DocketNumber: O-35379-18 Docket No. O-35379-18 Appeal No. 12258 Case No. 2019-03500
Filed Date: 11/5/2020
Status: Precedential
Modified Date: 11/5/2020
Matter of Tawanda A.A. v Joseph D.A. |
2020 NY Slip Op 06338 |
Decided on November 05, 2020 |
Appellate Division, First Department |
Published by New York State Law Reporting Bureau pursuant to Judiciary Law § 431. |
This opinion is uncorrected and subject to revision before publication in the Official Reports. |
Andrew J. Baer, New York, for appellant.
Diaz & Moskowitz, PLLC, Garden City (Hani M. Moskowitz of counsel), for respondent.
Order of fact-finding and disposition, Family Court, Bronx County (Tamra Walker, Ref.), entered on or about July 15, 2019, which granted the petition, upon a fact-finding determination that respondent committed the family offenses of harassment in the second degree and harassment in the first or second degree, unanimously modified, on the law and the facts, to vacate the finding of harassment in the first or second degree, affirm the determination of harassment in the second degree, and otherwise affirm, without costs.
The Family Court's finding that respondent committed the family offense of harassment in the second degree is supported by a fair preponderance of the evidence (see Family Ct Act § 832). Petitioner testified that during an argument, respondent grabbed her from behind and threw her on the coffee table, causing her pain and bruising to her back. The court properly inferred intent from respondent's actions and the surrounding circumstances (see Matter of Ramona A.A. v Juan M.N., 126 AD3d 611 [1st Dept 2015]).

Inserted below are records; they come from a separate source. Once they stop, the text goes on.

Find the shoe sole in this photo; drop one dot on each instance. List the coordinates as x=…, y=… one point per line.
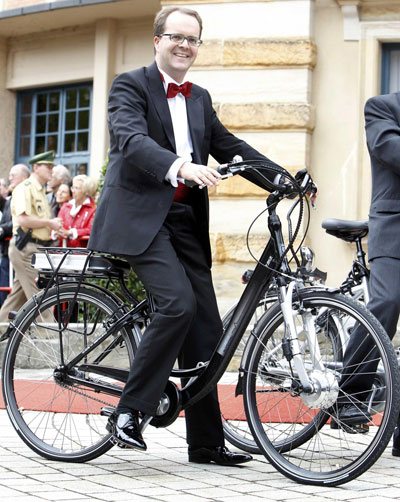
x=119, y=442
x=202, y=460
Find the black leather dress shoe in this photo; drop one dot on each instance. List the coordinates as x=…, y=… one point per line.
x=219, y=455
x=351, y=414
x=396, y=443
x=125, y=430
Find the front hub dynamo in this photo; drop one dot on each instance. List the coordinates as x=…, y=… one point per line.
x=325, y=390
x=169, y=407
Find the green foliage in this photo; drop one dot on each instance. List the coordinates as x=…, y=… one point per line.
x=133, y=283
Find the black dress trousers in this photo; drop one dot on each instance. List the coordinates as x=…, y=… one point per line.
x=185, y=326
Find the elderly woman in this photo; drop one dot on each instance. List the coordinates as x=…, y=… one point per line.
x=63, y=194
x=78, y=213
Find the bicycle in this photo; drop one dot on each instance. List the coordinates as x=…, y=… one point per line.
x=290, y=372
x=236, y=429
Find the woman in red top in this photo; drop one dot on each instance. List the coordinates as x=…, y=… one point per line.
x=78, y=213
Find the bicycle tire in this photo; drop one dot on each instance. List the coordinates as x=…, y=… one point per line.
x=56, y=419
x=320, y=454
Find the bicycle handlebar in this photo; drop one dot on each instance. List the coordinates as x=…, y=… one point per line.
x=301, y=183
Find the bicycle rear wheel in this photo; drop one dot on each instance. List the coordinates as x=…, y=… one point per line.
x=55, y=415
x=301, y=433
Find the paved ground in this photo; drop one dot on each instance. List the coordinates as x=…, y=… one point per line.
x=163, y=474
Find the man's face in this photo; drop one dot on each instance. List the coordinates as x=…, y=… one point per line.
x=15, y=177
x=43, y=172
x=176, y=59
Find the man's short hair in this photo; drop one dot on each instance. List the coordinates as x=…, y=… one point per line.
x=23, y=170
x=62, y=173
x=162, y=15
x=89, y=185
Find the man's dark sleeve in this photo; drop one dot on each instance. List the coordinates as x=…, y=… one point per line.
x=383, y=132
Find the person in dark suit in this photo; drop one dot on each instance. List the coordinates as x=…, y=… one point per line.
x=162, y=131
x=382, y=125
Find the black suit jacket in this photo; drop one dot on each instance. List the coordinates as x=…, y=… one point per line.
x=136, y=198
x=382, y=123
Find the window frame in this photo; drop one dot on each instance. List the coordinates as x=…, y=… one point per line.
x=387, y=49
x=67, y=158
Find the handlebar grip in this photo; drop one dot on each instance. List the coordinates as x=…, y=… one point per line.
x=191, y=183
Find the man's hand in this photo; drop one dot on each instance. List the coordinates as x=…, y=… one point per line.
x=202, y=175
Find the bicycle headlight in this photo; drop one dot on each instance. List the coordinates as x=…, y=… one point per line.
x=307, y=258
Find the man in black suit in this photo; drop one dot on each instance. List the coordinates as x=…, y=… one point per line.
x=162, y=131
x=382, y=124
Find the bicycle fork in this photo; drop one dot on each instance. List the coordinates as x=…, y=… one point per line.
x=319, y=386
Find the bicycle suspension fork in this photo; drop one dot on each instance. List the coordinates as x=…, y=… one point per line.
x=290, y=344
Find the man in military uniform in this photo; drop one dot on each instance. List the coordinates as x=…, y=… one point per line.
x=32, y=224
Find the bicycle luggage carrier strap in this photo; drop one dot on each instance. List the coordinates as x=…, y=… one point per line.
x=74, y=261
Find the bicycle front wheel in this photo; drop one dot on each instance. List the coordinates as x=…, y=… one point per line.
x=301, y=432
x=54, y=410
x=230, y=393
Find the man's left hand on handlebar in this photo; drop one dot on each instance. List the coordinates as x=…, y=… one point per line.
x=202, y=175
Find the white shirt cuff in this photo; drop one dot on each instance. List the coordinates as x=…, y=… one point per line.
x=172, y=174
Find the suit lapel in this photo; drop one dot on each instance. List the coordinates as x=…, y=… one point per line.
x=195, y=113
x=157, y=95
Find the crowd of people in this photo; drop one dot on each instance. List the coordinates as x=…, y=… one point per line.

While the Family Court erred in considering petitioner's testimony about an earlier incident that took place prior to December 2018, because the family offense petition failed to allege it (see Matter of Kim Yvette W. v Leola Patricia W., 140 AD3d 495 [1st Dept 2016]; Matter of Sasha R. v Alberto A., 127 AD3d 567 [1st Dept 2015]), there is nevertheless ample support in the record for the court's determination that petitioner proved that respondent committed the family offense of harassment in the second degree.
Although the Family Court stated on the record that respondent committed acts which constituted the family offense of harassment in the second degree, its written order of fact-finding and disposition incorrectly stated that respondent also committed the family offenses of harassment in the first or second degree. An order must conform strictly to the court's decision (Di Prospero v Ford Motor Co., 105 AD2d 479, 480 [3d Dept 1984]), and where there is a conflict between the two, the decision controls (see Madison III Assocs. v Brock, 258 AD2d 355 [1st Dept 1999]). We modify the subject provisions of the order accordingly.THIS CONSTITUTES THE DECISION AND ORDER
OF THE SUPREME COURT, APPELLATE DIVISION, FIRST DEPARTMENT.